I wish I’d thought more carefully before buying eight standard ‘Bonica’ roses a few years ago. By mid-summer, the older leaves have usually developed orange rust pustules on yellowing leaves. Rose rust doesn’t kill roses, but it does take the edge off an otherwise glorious display.
And this is where I’m pulled in two opposing directions. Do I maintain health and vigour, and spray regularly with fungicides to keep my roses disease-free, or leave alone and put up with some infection? I’m not one of the old school, who sprays regularly, regardless of season just to create a perfect display. I garden with the absolute minimum use of artificial chemicals, probably like most people today I would think.
Chemicals cost money, are time consuming to apply, and must be used carefully and sensitively. If my roses can flourish without them then so much the better in my book.
When buying roses, it’s a good idea to choose varieties which have been bred to resist disease, but some of us inherit old varieties, or just grow roses we fall in love with for their colour or fragrance, without considering their health status.

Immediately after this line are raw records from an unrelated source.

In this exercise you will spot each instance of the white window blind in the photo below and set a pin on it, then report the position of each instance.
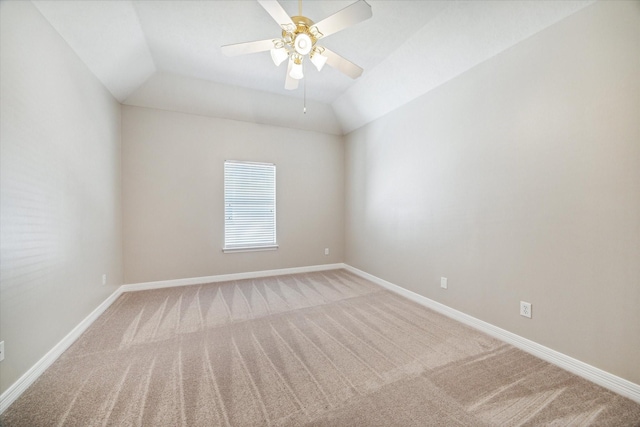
(249, 206)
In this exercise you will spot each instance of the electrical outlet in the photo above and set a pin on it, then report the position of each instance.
(525, 309)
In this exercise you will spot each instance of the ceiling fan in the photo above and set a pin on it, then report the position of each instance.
(299, 37)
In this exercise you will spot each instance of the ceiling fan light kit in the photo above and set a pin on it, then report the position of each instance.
(299, 37)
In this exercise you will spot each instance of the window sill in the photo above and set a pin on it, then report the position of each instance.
(250, 249)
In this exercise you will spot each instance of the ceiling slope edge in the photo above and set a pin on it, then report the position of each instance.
(475, 31)
(201, 97)
(107, 37)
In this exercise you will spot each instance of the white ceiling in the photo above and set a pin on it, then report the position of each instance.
(406, 49)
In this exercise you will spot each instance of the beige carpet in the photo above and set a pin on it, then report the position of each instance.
(325, 348)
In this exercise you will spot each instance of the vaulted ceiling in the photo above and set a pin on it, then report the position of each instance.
(166, 54)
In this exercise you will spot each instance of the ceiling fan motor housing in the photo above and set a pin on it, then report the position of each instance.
(303, 37)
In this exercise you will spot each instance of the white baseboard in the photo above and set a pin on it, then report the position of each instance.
(227, 277)
(605, 379)
(591, 373)
(17, 388)
(29, 377)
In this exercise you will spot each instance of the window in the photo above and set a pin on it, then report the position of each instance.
(249, 206)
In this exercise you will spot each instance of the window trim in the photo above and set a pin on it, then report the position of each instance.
(257, 247)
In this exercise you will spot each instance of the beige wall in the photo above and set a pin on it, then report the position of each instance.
(518, 180)
(60, 189)
(173, 194)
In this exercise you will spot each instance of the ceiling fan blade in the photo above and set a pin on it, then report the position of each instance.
(248, 47)
(276, 11)
(343, 65)
(350, 15)
(290, 83)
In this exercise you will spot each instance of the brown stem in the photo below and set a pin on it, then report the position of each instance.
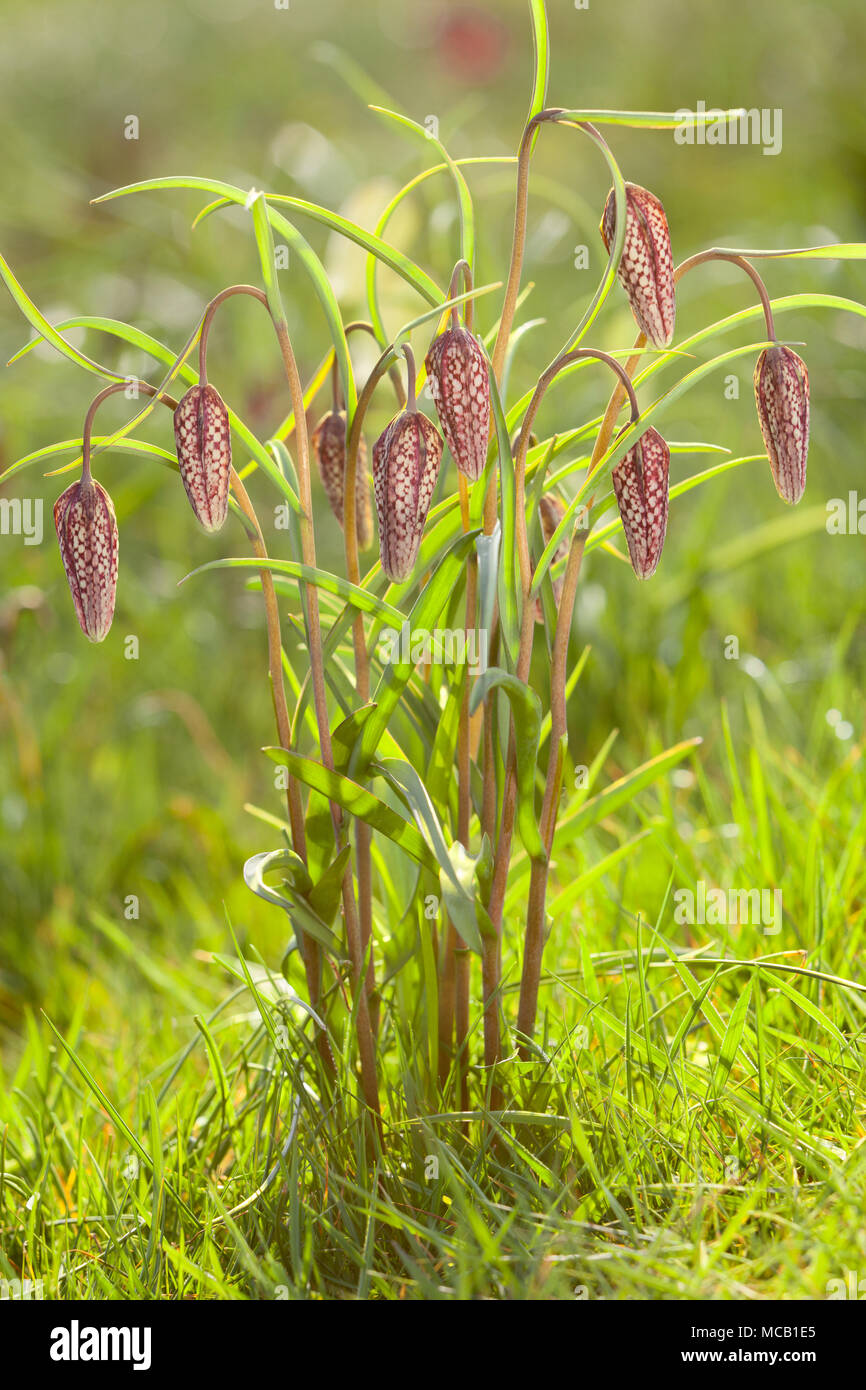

If that sounds like you then you have a choice: leave things to chance, or pick up the pressure sprayer. Today I fall into the former category, but a devastating disease year may persuade me that preventive action would be better in future. And this means using a suitable rose fungicide regularly from early in the year to prevent disease. Once blackspot, mildew and rust symptoms are present it’s really too late to start spraying. As a rule of thumb, prevention is better than cure.